Kurt Westergaard wins M100 award for defending freedom of opionion
Die Welt 09.09.2010
Angela Merkel spoke at the ceremony in Potsdam where Danish cartoonist Kurt Westergaard was awarded the M100 media prize for defending the democratic value of freedom of opinion despite threats of violence and death. She didn't, the Chancellor said, want to criticise newspapers for not printing the Mohammed cartoons at the time because such things are always a question of priorities. But, she added: "The secret of freedom is courage." And: "I am no stranger to questions of priorities. Should the Chancellor give the principle speech at this event? Should she receive the Dalai Lama? Should she, for example, take seriously the letters she receives from 'Reporters Without Borders' and, when the new president of Ukraine visits Berlin for the first time, speak to him about the restrictions on freedom of the press in his country, or rather wait for a second meeting? Which is best way to deal with the values and interests, political and economic, which are important for our country – I ask this of you and of myself? All I can say is that I answered each of these three questions with a yes."

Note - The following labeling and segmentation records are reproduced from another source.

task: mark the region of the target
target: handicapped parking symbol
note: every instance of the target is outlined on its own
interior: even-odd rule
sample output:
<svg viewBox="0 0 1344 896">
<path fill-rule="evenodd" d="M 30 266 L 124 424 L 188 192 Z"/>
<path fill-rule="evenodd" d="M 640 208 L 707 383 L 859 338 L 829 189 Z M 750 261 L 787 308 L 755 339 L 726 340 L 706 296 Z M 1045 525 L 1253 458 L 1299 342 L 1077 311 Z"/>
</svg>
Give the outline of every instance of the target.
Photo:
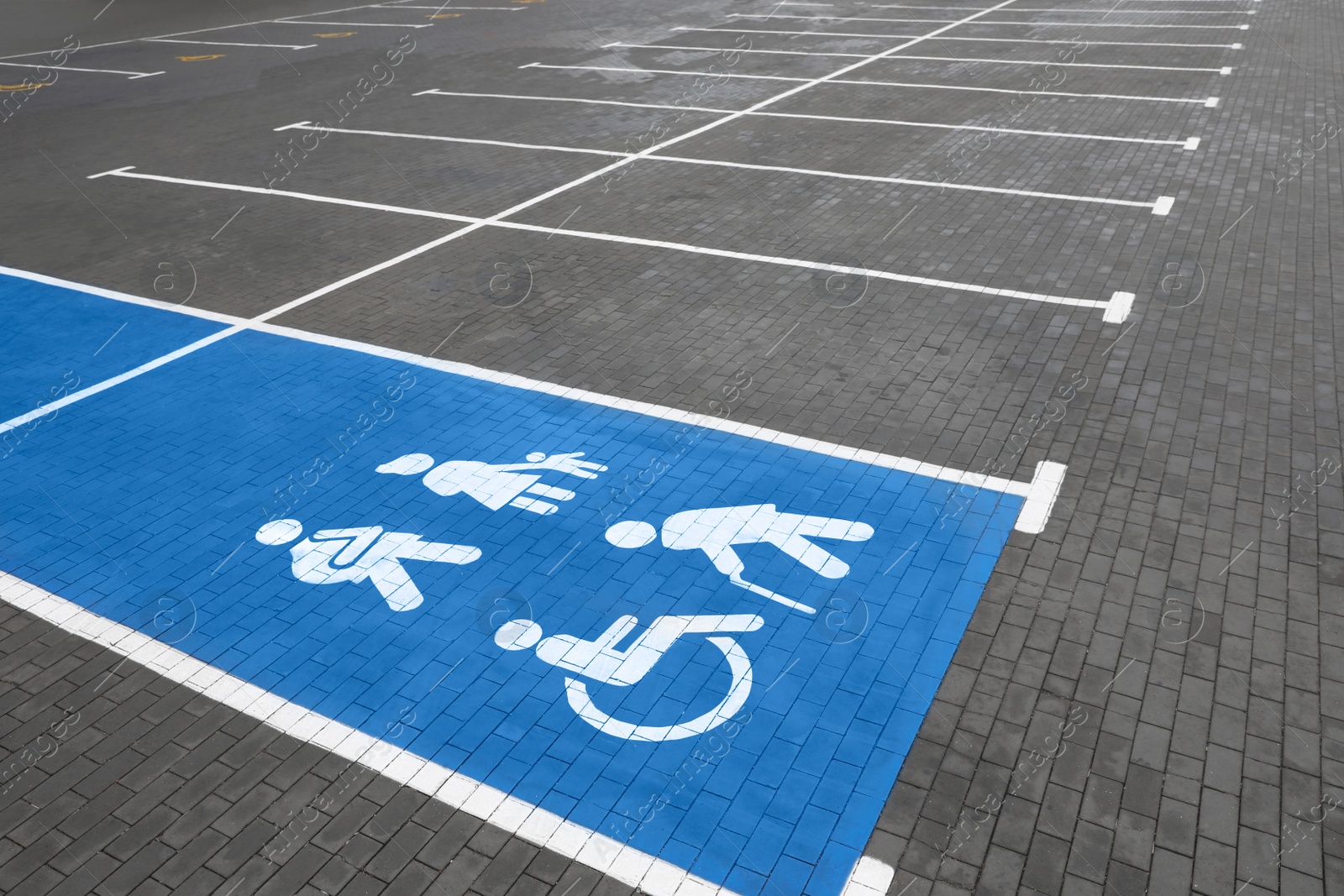
<svg viewBox="0 0 1344 896">
<path fill-rule="evenodd" d="M 747 701 L 751 695 L 751 660 L 735 638 L 724 637 L 722 633 L 755 631 L 765 625 L 765 619 L 750 614 L 659 617 L 629 647 L 617 650 L 616 645 L 630 634 L 638 622 L 636 617 L 621 617 L 601 635 L 586 641 L 567 634 L 542 637 L 544 634 L 542 626 L 531 619 L 511 619 L 495 633 L 495 643 L 505 650 L 535 647 L 538 660 L 578 676 L 564 678 L 570 708 L 602 733 L 624 740 L 657 743 L 695 737 L 722 725 Z M 641 681 L 677 639 L 692 634 L 710 635 L 706 639 L 723 653 L 732 673 L 727 696 L 714 709 L 675 725 L 641 725 L 614 719 L 593 703 L 583 678 L 628 688 Z"/>
</svg>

Frankfurter Allgemeine Zeitung 09.09.2010
In an interview with Nils Minkmar, the Mohammed cartoonist Kurt Westergaard talks about how he was treated after publishing the cartoons. "All in all I was pleased at how much solidarity people showed. The majority of my fellow Danes protected or praised me for showing courage. With the sole exception, sadly, of my own class. You could call this the intellectual or creative class. These people remained sceptical and regarded my drawing as a capricious provocation of Islam."